THE LIFE AND ADVENTURES OF NICHOLAS NICKLEBY by Charles Dickens, adapted by David Edgar, directed by Jonathan Church and Philip Franks (Mirvish/Chichester). At Princess of Wales (300 King West). To April 20. $45-$170. 416-872-1212. Rating: NNNN
Charles Dickens may have his faults as a writer, but he’s a wonderful storyteller. And so, thankfully, is David Edgar, who in 1980 adapted Dickens’s novel Nicholas Nickleby for the Royal Shakespeare Company.
The Chichester Festival’s shortened version (six and a half hours, originally two hours longer) has moved into the Princess of Wales, and if you love theatre, don’t miss this two-part show, a superb blend of choral narration, story theatre and moving dramatic confrontations.

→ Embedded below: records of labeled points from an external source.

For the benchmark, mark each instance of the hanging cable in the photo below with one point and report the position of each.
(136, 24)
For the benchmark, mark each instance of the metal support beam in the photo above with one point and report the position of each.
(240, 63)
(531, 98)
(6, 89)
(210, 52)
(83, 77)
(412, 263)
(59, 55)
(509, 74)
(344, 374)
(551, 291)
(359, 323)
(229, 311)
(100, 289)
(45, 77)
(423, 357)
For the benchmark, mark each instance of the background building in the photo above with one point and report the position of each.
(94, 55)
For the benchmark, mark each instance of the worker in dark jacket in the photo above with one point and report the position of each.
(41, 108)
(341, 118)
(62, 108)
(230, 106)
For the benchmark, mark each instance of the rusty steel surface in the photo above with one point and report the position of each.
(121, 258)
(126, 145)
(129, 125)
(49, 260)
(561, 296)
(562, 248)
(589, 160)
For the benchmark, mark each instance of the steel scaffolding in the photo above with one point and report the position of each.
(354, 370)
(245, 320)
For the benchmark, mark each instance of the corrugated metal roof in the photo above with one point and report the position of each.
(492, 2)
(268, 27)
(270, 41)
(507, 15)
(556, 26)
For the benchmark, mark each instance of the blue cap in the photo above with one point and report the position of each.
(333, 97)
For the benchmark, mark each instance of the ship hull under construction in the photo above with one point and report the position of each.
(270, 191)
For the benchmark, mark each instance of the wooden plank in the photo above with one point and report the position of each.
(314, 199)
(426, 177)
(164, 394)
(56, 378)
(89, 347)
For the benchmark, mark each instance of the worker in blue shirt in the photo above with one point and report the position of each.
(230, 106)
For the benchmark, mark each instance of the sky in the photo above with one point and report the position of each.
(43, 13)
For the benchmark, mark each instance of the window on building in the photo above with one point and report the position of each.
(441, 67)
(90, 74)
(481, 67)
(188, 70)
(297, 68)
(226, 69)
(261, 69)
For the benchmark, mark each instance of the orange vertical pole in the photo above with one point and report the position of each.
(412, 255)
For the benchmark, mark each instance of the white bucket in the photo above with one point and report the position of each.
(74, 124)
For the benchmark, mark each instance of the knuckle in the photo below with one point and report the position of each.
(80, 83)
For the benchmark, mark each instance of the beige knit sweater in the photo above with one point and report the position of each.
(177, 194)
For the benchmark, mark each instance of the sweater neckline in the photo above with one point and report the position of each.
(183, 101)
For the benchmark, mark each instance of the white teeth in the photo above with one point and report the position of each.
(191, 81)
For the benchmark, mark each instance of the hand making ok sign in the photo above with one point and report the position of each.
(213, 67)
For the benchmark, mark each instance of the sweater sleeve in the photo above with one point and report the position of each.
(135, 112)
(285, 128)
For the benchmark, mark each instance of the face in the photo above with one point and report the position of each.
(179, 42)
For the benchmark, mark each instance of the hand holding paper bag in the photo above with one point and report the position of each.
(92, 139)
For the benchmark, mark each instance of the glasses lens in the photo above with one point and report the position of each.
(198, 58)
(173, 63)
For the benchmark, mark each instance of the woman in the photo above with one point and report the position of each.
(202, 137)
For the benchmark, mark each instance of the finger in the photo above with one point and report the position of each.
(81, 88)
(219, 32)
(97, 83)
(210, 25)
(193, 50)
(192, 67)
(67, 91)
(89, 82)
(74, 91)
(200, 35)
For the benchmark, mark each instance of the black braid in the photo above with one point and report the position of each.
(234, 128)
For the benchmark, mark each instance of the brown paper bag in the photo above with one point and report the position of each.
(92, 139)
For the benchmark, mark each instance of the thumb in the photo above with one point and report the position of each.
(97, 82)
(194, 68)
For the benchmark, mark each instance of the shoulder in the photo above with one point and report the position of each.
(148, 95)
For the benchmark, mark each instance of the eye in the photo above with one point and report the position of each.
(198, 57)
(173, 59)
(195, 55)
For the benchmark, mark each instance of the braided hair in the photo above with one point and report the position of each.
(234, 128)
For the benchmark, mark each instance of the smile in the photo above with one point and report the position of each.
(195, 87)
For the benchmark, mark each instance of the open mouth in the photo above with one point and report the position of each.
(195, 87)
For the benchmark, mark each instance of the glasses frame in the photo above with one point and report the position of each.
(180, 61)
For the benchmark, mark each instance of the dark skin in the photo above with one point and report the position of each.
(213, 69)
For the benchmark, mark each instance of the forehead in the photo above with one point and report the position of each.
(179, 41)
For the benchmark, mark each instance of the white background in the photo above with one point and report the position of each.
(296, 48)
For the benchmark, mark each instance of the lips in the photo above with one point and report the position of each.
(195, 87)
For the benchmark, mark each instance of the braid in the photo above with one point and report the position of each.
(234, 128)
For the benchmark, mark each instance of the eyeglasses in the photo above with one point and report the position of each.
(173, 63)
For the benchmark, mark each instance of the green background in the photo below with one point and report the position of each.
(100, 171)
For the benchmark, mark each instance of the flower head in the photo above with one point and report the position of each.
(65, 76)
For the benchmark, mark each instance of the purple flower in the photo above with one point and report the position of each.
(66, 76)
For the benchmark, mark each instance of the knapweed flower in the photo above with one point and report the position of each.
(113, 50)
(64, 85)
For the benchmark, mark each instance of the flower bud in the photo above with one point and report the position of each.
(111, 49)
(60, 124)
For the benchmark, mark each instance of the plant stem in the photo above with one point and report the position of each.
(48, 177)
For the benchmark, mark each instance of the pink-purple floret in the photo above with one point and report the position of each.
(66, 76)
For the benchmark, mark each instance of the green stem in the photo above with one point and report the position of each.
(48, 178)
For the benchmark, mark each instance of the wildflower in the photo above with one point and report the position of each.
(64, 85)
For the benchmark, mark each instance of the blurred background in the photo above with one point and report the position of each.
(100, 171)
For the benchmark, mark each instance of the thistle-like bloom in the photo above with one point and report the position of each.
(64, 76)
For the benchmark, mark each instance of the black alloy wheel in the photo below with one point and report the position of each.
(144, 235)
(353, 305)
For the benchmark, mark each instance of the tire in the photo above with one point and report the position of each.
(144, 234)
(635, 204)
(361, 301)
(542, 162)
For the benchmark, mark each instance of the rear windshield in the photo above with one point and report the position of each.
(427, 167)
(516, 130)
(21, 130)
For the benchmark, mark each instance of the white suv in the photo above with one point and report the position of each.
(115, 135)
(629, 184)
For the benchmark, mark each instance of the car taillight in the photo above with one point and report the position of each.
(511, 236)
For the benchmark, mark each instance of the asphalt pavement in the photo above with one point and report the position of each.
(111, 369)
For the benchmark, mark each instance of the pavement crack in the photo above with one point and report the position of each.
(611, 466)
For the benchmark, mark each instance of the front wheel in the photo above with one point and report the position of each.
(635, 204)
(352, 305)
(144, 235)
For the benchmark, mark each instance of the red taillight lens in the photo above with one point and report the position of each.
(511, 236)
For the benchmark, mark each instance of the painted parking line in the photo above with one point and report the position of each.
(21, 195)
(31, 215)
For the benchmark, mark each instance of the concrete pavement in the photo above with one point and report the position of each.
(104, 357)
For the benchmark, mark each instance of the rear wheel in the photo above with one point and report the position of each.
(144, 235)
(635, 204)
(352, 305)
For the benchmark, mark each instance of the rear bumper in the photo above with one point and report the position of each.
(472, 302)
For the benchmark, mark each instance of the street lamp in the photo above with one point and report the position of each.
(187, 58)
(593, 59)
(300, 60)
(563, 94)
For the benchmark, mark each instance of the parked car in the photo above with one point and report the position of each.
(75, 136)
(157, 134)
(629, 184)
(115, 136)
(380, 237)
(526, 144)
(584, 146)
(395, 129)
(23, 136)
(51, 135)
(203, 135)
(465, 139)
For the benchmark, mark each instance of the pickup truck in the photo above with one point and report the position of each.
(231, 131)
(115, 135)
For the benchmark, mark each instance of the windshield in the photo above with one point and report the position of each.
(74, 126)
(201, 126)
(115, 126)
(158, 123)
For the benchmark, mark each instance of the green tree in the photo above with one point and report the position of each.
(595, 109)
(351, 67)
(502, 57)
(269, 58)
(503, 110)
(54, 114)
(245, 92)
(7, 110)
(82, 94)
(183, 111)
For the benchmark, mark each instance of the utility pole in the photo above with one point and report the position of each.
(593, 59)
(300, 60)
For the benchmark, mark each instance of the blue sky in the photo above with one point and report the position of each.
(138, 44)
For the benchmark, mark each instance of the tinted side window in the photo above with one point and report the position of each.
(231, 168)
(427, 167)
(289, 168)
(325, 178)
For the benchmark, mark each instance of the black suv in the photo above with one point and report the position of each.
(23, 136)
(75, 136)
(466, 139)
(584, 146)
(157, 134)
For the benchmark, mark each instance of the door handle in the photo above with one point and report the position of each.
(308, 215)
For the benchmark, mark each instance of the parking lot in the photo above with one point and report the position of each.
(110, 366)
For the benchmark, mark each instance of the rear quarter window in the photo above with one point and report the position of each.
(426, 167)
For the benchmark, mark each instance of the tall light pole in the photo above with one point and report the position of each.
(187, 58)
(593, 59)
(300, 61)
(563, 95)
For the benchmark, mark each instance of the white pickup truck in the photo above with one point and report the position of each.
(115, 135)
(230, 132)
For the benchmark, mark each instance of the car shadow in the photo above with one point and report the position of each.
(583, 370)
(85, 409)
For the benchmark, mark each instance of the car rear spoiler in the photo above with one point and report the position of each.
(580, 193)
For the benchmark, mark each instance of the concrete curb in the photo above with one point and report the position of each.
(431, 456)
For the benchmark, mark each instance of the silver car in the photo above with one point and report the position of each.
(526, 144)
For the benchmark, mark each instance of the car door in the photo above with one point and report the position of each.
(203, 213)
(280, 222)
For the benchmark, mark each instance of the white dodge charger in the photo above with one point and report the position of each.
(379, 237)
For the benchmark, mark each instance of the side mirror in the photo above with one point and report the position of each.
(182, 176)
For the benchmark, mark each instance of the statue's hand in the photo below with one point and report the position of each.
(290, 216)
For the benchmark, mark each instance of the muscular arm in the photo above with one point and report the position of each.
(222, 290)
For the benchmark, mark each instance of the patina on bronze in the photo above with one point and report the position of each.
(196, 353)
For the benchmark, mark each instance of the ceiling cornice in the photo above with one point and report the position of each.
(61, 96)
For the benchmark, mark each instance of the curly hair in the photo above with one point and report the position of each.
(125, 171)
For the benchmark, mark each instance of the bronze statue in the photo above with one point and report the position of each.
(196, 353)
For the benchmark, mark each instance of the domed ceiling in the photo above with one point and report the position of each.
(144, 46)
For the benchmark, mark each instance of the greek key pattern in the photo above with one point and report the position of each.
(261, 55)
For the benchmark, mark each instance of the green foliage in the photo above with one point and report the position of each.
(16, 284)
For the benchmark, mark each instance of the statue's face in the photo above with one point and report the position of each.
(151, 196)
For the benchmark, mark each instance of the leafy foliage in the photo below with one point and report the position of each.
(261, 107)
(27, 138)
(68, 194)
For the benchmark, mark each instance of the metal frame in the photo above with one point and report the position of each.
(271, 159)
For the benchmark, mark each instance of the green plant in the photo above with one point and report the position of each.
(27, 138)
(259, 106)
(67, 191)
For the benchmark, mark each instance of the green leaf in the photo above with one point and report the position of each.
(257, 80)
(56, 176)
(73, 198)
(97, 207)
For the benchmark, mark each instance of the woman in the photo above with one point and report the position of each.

It follows the fortunes of the title character as he tries to care for his mother and sister Kate, fending off evil Uncle Ralph, befriending the hapless, beaten Smike in the horrific country school in which Nicholas teaches and becoming an actor with a melodramatic theatrical troupe. And those are only some of the interrelated narratives lines.
The joy of watching this large British company, directed by Jonathan Church and Philip Franks, comes from the sheer exuberance of their performances; both parts begin with the excitement of a three-ring circus. You’ll also never find a funnier Shakespeare takeoff than the first half’s ending, a Romeo And Juliet finale where all’s well that ends well.
There are few wrong notes in the ensemble cast, but, while it’s hard to cite favourites, there’s fine work by David Yelland as the ironic, gruff Ralph, Alison Fiske as the Nicklebys’ friend and later a deaf housekeeper, and David Dawson as the heartbreaking Smike. Hannah Yelland makes Kate passionately, believably virtuous, while Richard Bremmer as the scarecrow-like Newman Noggs, Ralph’s honest clerk, is all elbows and knees.
The multiple casting makes its own dramatic point: Pip Donaghy plays Squeers, the horrible schoolmaster who mistreats Nicholas, and also the rakish Sir Mulberry Hawk, who relentlessly pursues the pure Kate. Zoë Waites is another standout as Fanny Squeers, Miss Snevellicci and Madeline Bray, all of whom have an amorous interest in Nicholas.
The production’s weak point, unfortunately, is the Nicholas of Daniel Weyman; he acts the part without seeming emotionally involved in it. The role is a rich one, and I wish Weyman had mined it more deeply.